Мой друг работает на кухне. Его можно часто увидеть толкающим перед собой тележку с грязной посудой, или за большой машиной-конвейером,на которой проплывают за день сотни тарелок, вилок и ножей. Благодаря своему маленькому росту он неутомим и часами может бегать по разным делам. "Он джазист" - говорит мой друг обо мне, когда я от нечего делать прихожу на кухню и застаю его в каком-нибудь котле. Встречи с ним приводят меня в дикое веселье. Мой друг- это ходячая энциклопедия джаза, и он часами напролет может говорить о звуке Джонни Ходжеса и свинге Тедди Батлера.
Для меня так и останется загадкой возможность приобретения часов стоимостью в три доллара. Мой друг нисколько не гнушается этим, и не то, чтобы я такой ценитель дорогих и стильных вещей, как часы; просто сама фраза "а что, они нормально ходят" порождает какую-то комическую фантасмогорию, в которой человек экономит и жертвует в таких малых вещах, и я бы не удивился, если бы он заимел вместо этих часов другие, например, песочные или солнечные.

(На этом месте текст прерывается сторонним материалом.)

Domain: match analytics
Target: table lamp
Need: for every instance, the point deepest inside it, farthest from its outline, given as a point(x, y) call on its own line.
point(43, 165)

Мы сидим у меня на кухне. На столе запотевшая от холода бутылка дешевого вина, только что вызволенная из холодильника, под рукой пачка сигарет, поскрипывает старая пластинка, и мы разговариваем, поражаясь мистицизму и внимая загадочной трубе уже давно мертвого Майлза Дэвиса. В этом увековеченном отрезке времени Майлз Дэвис извлекал из своей трубы не звуки, а скорее краски (в том хрупком мире, откуда они приходили, не было звуков), кистью кидал их на холст, и они светились во мраке черной бездны холодным фосфорным солнцем; там в угольной тьме плавал и вращался незнающий законов гравитации красный шар, из него во все стороны протягивались золотые нити, вокруг вскипали волны света, накатывали, принося с собой лопающиеся пузыри и останки разбитых кораблей.
Потягивая столовое вино, мы слушали рожденную в молчании "Kind of blue", бессмертную классику кул-джаза, когда-то в апреле, сорок лет назад, сотворенную с помощью иглы шприца и перламутровых клапанов блестящей трубы.